API Developers often face with following challenges:
- It is difficult to manage multiple API versions and environments.
- It takes a lot of time to monitor the access of 3rd party developers.
- Authorization of access is a challenge.
- Operations are burdened by traffic spikes.
API Gateways are reverse proxy servers that expose microservices as APIs. Clients and microservices are connected through the gateway, which is often referred to as north-south traffic. API Gateways typically perform authentication, enforce security policies, load balance between backend services, and throttle them if necessary. In addition to reducing the complexity of their client and server code, API Gateway also reduces the overall network latency required to satisfy client requests, enables better enforcement of access and imposes limits, and sometimes reduces the overall complexity of their client and server code.
We will discuss the basics of an API Gateway, what it does and doesn’t do, and how it differs from a service mesh in this post. A few popular API gateways will also be reviewed.
Purpose of an API Gateway
API Gateways are fundamentally designed to prevent backend services and data sources from being exposed to the public.
API Gateways provide an abstraction layer from which you can manage:
- Security — SSL termination, whitelisting, firewalling, authentication, and authorization.
- Performance — Throttling, request aggregation, routing, load balancing, and caching capabilities.
- Administrative — Logging, monitoring, metering, and versioning APIs.
Benefits of using an API Gateway
Client code that is cleaner and simpler
The client does not need to know how individual services have been decomposed when client and backend services are decoupled. The decoupling makes it easier to maintain client code and refactor services without affecting one another. In addition, API Gateways can be used by developers to keep track of endpoints and handle request failures so they don’t end up delivering a bad user experience.
A client app might need to call multiple backend services in order to perform a single operation. A client without an API Gateway will need to make multiple network round trips to the backend services, adding significant latency to the process. Requests can be aggregated and routed efficiently with an API Gateway to reduce the number of client calls required to complete a request.
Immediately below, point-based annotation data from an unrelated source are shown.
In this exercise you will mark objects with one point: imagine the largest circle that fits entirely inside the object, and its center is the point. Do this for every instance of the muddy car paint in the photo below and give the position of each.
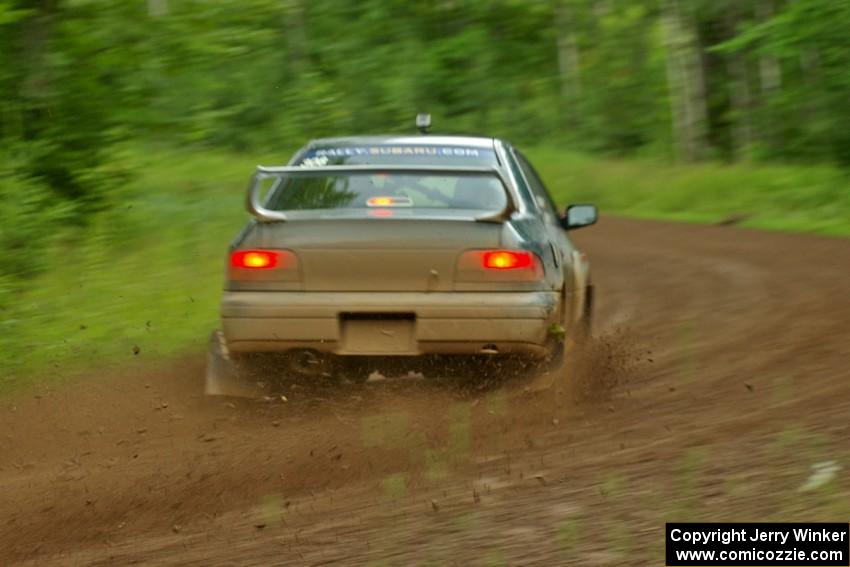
(393, 286)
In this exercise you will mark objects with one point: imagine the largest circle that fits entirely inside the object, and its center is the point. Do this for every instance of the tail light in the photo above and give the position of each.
(263, 265)
(255, 259)
(499, 266)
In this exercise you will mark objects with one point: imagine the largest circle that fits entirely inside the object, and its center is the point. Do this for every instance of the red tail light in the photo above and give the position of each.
(247, 266)
(499, 266)
(507, 260)
(256, 259)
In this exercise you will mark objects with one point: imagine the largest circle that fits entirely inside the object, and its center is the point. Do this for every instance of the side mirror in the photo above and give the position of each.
(578, 216)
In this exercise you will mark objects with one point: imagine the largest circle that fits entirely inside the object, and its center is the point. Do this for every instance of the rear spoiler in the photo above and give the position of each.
(254, 204)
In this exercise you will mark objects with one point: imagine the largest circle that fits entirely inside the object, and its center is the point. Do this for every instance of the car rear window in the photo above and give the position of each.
(482, 192)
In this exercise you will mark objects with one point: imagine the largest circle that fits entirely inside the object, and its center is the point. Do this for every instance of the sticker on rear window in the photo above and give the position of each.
(384, 154)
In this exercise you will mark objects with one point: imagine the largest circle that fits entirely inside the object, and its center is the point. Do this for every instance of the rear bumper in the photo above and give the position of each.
(351, 323)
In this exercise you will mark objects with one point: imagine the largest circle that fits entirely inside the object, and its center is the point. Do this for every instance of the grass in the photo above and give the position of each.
(774, 197)
(147, 275)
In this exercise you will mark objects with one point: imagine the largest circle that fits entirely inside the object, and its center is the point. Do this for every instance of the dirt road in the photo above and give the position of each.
(719, 383)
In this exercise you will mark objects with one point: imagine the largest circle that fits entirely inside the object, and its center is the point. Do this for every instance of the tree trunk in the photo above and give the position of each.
(770, 81)
(686, 83)
(568, 66)
(157, 8)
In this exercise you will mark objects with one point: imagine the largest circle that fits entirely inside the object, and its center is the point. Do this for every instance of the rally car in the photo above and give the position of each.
(398, 246)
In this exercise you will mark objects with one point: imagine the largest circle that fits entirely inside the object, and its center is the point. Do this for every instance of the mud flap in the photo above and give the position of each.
(223, 376)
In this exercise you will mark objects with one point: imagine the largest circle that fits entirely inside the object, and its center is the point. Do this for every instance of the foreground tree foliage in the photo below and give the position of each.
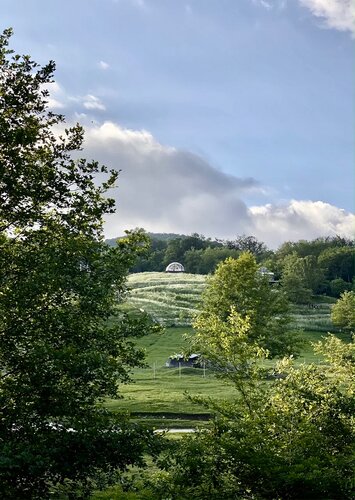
(343, 312)
(290, 438)
(63, 345)
(237, 283)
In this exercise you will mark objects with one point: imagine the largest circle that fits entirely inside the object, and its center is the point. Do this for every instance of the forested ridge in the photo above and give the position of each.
(323, 266)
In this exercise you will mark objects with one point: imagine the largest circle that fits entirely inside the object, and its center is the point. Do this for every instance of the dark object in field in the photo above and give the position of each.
(193, 361)
(175, 267)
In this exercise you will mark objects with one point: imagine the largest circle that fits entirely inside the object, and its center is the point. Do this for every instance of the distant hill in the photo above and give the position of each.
(154, 236)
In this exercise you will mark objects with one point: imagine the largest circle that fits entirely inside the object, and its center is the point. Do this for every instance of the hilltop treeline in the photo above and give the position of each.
(321, 266)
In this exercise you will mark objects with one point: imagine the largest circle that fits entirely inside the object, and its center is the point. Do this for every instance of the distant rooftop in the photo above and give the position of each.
(175, 267)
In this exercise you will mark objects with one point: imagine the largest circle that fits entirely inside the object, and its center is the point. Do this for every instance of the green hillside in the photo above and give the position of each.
(172, 299)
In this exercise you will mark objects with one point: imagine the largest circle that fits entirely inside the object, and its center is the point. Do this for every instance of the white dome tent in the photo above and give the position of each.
(175, 267)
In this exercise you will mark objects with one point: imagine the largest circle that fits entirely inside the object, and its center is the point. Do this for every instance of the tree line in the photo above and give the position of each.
(65, 345)
(323, 266)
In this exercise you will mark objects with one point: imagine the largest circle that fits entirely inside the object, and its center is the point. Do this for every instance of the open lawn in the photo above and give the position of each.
(158, 391)
(173, 299)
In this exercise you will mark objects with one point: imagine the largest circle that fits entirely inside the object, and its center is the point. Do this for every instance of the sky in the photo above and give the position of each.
(225, 117)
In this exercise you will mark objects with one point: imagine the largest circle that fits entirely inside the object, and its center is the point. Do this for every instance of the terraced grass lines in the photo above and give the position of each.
(172, 299)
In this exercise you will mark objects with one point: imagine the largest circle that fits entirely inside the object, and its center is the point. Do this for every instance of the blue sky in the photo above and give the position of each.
(225, 116)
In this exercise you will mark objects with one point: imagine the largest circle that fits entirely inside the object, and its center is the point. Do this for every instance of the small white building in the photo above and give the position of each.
(175, 267)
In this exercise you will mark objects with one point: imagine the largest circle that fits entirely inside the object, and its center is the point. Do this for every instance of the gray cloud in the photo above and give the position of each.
(336, 14)
(166, 190)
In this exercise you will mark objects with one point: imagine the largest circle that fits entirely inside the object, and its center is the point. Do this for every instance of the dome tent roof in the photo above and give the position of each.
(175, 267)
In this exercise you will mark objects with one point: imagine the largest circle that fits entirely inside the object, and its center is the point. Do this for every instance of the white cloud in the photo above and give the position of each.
(92, 102)
(300, 219)
(103, 65)
(337, 14)
(164, 189)
(263, 3)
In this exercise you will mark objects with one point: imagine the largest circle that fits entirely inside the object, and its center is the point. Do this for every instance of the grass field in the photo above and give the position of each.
(173, 299)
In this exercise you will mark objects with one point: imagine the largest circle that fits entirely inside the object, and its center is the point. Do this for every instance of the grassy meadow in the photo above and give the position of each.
(171, 299)
(159, 392)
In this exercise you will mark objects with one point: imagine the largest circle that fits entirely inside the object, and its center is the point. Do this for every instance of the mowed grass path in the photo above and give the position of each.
(173, 299)
(157, 389)
(160, 389)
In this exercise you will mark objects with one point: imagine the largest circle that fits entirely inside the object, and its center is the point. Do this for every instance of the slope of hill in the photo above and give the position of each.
(172, 299)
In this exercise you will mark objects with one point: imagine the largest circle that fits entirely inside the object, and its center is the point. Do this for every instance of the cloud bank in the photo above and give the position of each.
(167, 190)
(336, 14)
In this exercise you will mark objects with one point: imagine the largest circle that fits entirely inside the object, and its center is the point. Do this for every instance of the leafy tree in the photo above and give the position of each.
(237, 283)
(292, 437)
(294, 280)
(64, 344)
(343, 312)
(338, 286)
(250, 244)
(338, 262)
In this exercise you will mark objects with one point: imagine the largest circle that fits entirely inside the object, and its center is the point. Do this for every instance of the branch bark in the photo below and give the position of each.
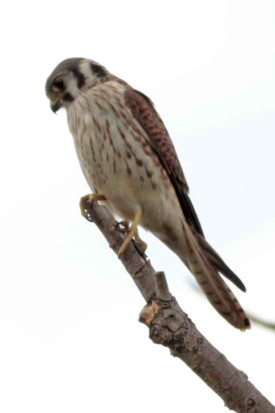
(171, 327)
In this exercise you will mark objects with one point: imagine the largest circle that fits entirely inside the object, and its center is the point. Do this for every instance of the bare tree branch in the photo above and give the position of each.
(171, 327)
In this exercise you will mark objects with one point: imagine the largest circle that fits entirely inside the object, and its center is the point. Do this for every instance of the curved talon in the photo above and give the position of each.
(88, 199)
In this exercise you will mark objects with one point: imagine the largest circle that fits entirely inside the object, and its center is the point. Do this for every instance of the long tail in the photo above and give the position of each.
(205, 264)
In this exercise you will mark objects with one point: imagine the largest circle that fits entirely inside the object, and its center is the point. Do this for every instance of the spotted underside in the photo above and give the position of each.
(126, 154)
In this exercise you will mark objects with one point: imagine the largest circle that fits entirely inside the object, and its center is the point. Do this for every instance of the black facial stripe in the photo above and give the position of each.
(80, 77)
(98, 70)
(68, 97)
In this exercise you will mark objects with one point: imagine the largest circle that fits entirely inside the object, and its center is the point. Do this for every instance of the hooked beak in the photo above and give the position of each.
(55, 105)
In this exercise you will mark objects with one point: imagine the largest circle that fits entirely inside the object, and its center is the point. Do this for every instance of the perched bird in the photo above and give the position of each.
(129, 161)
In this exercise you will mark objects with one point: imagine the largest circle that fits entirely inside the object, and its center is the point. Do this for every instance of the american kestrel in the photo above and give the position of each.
(130, 163)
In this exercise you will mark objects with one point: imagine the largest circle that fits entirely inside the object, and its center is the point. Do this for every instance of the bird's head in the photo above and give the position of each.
(70, 78)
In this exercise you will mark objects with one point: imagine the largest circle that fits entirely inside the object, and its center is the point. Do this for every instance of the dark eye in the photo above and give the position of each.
(58, 85)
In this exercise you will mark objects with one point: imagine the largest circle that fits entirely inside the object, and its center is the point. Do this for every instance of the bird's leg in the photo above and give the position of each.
(142, 245)
(132, 232)
(123, 226)
(89, 199)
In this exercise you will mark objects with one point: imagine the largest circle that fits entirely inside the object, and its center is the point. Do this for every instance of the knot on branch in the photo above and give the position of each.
(165, 323)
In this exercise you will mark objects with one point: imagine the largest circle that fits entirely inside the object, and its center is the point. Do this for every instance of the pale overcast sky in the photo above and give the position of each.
(69, 337)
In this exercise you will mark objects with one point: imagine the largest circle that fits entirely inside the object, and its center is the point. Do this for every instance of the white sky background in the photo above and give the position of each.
(69, 336)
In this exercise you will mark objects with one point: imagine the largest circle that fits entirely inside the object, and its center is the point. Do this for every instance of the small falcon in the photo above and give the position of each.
(130, 163)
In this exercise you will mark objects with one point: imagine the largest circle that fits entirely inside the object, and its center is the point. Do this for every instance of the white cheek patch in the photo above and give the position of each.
(86, 70)
(72, 87)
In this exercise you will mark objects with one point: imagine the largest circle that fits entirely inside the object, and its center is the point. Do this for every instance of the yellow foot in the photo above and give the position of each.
(124, 227)
(131, 232)
(88, 199)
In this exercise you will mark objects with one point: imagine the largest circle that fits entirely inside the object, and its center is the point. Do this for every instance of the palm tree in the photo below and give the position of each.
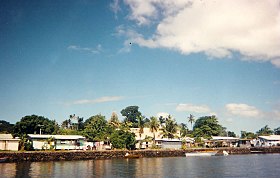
(191, 119)
(170, 128)
(141, 125)
(183, 130)
(154, 125)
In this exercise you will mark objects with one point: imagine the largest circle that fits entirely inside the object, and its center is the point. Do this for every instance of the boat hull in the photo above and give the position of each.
(201, 154)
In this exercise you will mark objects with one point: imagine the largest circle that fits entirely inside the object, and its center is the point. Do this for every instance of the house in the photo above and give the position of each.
(270, 140)
(170, 143)
(145, 139)
(7, 142)
(57, 142)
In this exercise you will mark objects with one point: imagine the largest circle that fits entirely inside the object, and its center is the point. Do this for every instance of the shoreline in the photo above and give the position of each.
(37, 156)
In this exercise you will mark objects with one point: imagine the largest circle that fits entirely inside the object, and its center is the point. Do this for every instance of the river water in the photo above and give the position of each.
(261, 165)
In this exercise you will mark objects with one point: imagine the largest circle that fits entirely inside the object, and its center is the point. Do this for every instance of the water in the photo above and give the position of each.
(266, 165)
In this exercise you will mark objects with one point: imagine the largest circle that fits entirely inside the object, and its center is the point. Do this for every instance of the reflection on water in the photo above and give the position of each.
(230, 166)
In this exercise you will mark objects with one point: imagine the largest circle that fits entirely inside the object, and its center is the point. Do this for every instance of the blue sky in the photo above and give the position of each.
(89, 57)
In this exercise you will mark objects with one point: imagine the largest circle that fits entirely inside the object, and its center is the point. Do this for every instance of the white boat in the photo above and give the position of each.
(208, 153)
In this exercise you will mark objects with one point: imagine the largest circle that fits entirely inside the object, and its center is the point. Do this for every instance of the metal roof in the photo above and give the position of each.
(57, 137)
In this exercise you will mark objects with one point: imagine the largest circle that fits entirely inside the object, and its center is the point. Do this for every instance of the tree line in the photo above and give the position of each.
(98, 128)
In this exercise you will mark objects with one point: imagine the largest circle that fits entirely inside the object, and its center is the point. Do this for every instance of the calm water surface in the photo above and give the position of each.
(267, 165)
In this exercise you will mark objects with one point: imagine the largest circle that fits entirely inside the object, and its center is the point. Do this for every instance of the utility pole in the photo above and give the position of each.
(40, 128)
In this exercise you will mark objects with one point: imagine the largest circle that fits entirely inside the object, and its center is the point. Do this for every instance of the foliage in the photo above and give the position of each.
(154, 126)
(96, 128)
(277, 131)
(191, 119)
(123, 139)
(131, 114)
(265, 131)
(6, 127)
(32, 124)
(183, 130)
(114, 120)
(207, 126)
(169, 129)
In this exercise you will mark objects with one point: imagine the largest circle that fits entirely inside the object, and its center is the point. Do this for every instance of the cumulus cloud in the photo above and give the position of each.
(243, 110)
(95, 50)
(163, 114)
(98, 100)
(217, 28)
(193, 108)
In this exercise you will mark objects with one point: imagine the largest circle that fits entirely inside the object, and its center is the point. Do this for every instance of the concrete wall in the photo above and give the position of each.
(84, 155)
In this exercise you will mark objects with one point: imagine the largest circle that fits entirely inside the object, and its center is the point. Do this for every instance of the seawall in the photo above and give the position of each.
(111, 154)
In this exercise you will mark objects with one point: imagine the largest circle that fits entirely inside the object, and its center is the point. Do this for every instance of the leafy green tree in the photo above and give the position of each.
(141, 128)
(265, 131)
(207, 126)
(123, 139)
(32, 124)
(277, 131)
(6, 127)
(154, 126)
(169, 129)
(191, 119)
(131, 114)
(114, 120)
(183, 130)
(96, 128)
(231, 134)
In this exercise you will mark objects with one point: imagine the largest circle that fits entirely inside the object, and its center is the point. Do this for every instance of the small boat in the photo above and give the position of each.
(208, 153)
(3, 159)
(127, 155)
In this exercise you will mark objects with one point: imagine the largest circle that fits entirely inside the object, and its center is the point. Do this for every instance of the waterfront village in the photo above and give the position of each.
(134, 132)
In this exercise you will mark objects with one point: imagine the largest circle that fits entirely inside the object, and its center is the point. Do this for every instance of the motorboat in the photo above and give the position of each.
(127, 155)
(207, 153)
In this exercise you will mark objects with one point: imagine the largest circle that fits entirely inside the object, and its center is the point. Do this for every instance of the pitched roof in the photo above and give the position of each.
(271, 137)
(58, 137)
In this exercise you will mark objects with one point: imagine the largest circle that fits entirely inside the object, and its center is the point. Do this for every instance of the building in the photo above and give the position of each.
(7, 142)
(57, 142)
(170, 143)
(270, 140)
(145, 139)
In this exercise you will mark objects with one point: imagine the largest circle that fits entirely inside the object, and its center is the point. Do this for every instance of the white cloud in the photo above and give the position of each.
(216, 28)
(163, 114)
(243, 110)
(193, 108)
(95, 50)
(115, 7)
(98, 100)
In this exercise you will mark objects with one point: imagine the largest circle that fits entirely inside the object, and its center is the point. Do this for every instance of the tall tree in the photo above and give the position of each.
(154, 126)
(265, 131)
(183, 130)
(33, 124)
(114, 120)
(169, 130)
(207, 126)
(131, 114)
(141, 128)
(277, 131)
(191, 119)
(96, 128)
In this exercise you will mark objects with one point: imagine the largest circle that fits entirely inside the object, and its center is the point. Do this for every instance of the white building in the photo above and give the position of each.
(270, 140)
(7, 142)
(57, 142)
(146, 139)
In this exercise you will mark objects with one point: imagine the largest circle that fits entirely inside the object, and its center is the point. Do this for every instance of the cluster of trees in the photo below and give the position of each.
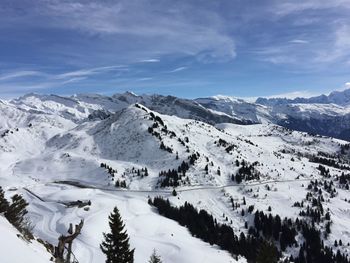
(324, 171)
(313, 248)
(228, 147)
(272, 227)
(109, 169)
(260, 243)
(165, 148)
(172, 178)
(344, 180)
(194, 157)
(115, 244)
(204, 226)
(329, 162)
(245, 172)
(15, 212)
(120, 183)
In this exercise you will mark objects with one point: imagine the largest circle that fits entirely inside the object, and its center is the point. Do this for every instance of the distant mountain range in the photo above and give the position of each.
(324, 115)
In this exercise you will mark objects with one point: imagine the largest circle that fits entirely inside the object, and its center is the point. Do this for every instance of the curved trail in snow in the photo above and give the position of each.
(179, 190)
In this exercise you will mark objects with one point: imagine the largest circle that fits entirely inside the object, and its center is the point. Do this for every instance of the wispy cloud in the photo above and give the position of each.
(299, 41)
(151, 60)
(177, 69)
(20, 74)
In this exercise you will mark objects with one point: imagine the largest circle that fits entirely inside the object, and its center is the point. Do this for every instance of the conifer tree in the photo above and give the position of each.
(116, 243)
(267, 253)
(16, 211)
(155, 258)
(4, 204)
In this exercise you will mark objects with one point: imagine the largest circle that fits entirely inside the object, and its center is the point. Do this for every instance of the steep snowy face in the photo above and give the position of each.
(237, 107)
(325, 115)
(116, 151)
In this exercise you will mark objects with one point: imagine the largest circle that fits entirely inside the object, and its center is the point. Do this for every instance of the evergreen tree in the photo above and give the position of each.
(174, 192)
(267, 253)
(16, 211)
(116, 243)
(155, 258)
(4, 204)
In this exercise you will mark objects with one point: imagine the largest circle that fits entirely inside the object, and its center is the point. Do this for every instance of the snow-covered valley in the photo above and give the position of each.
(55, 151)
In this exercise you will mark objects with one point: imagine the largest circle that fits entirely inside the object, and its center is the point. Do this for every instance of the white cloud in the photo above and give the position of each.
(19, 74)
(160, 28)
(299, 41)
(151, 60)
(177, 69)
(294, 94)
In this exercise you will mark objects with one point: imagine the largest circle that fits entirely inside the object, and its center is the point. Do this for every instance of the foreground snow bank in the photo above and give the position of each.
(18, 250)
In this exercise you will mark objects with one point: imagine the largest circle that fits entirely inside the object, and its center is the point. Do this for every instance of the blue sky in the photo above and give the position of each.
(188, 48)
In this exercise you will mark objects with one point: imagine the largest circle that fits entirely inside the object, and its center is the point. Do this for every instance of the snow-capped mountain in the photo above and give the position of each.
(325, 115)
(122, 150)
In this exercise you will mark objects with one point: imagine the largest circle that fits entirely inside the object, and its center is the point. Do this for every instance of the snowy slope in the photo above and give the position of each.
(15, 249)
(58, 142)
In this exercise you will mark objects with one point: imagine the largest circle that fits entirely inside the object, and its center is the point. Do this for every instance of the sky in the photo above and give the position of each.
(188, 48)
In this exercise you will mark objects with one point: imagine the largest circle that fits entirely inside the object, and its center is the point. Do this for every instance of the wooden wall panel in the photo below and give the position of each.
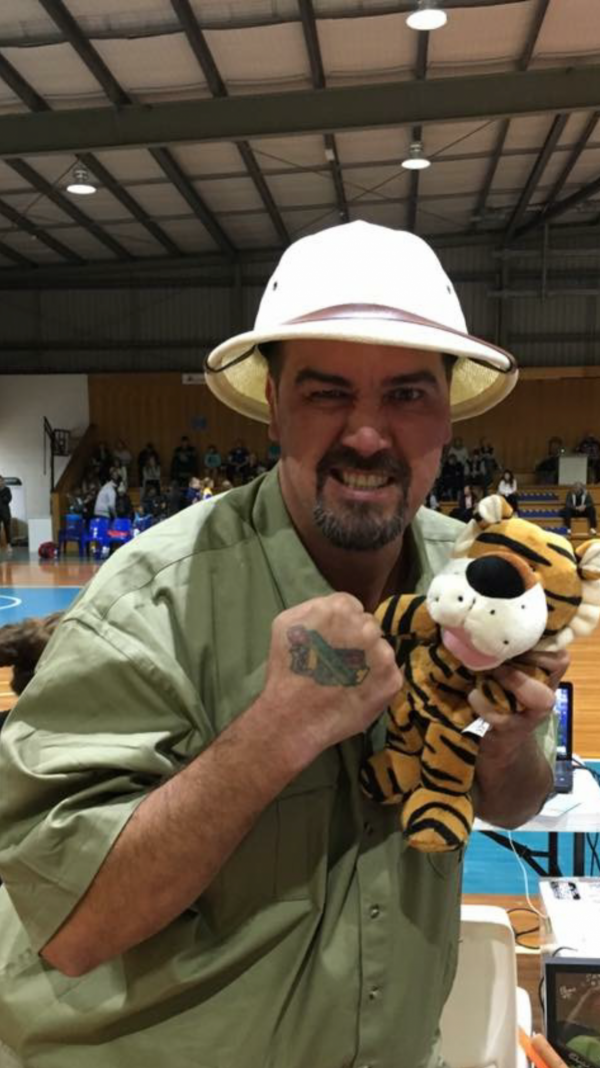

Simplified Authentication and Rate limiting
In the absence of an API Gateway, each backend service must make its own security-related decisions about incoming client requests. Developers must first determine whether a request is authorized, whether the communication is secure, or whether the client is requesting too many requests, which complicates the code needed to deliver a service. API Gateways enable organizations to centrally handle authentication, SSL, client rate limiting, and other security-related policies for all their backend services.
What API Gateway Doesn’t do
Microservices are exposed as APIs by API Gateways, but they don’t handle the communications and networking infrastructure between them, also known as east-west traffic. Organizations with microservice-based architectures on Kubernetes will use a service mesh like Istio to manage east-west traffic.
Popular API Gateway
Amazon API Gateway
With Amazon API Gateway you can:
- Host multiple versions and stages of your APIs.
- Create and distribute API Keys to developers.
- Leverage AWS Signv4 to authorize access to APIs.
- Throttle and monitor requests to protect your backend.
- Utilizes AWS Lambda for serverless deployment.
- Managed cache to store API responses.
- Reduced latency and DDoS protection through CloudFront.
- Swagger Support.
- Request/Response data transformation and API mocking
Kong is a cloud-native API gateway written mostly in Lua and extensible via open-source and proprietary plugins. In addition, the Kong Service Control Platform, from the same vendor, can be easily integrated with it.
Tyk is an open-source API Gateway written in Go that can be extended with plugins written in a variety of languages. Furthermore, the company offers an API Management Platform that is available both on-premise and as a managed service.
API gateways are reverse proxy servers that expose microservices as APIs. API gateways also reduce the potential risks associated with exposing backend services and data sources directly to clients. An API gateway simplifies client code, reduces latency, and simplifies authentication and encryption. Various open-source and managed API gateways are available, written in a variety of languages. Despite API Gateways’ ability to provide microservices with APIs, security, performance, and administrative features, they can’t provide intra-application observability or control over networking or fault-tolerance characteristics. Hence, many fully-realized microservice architectures that operate at scale require an API gateway and service mesh.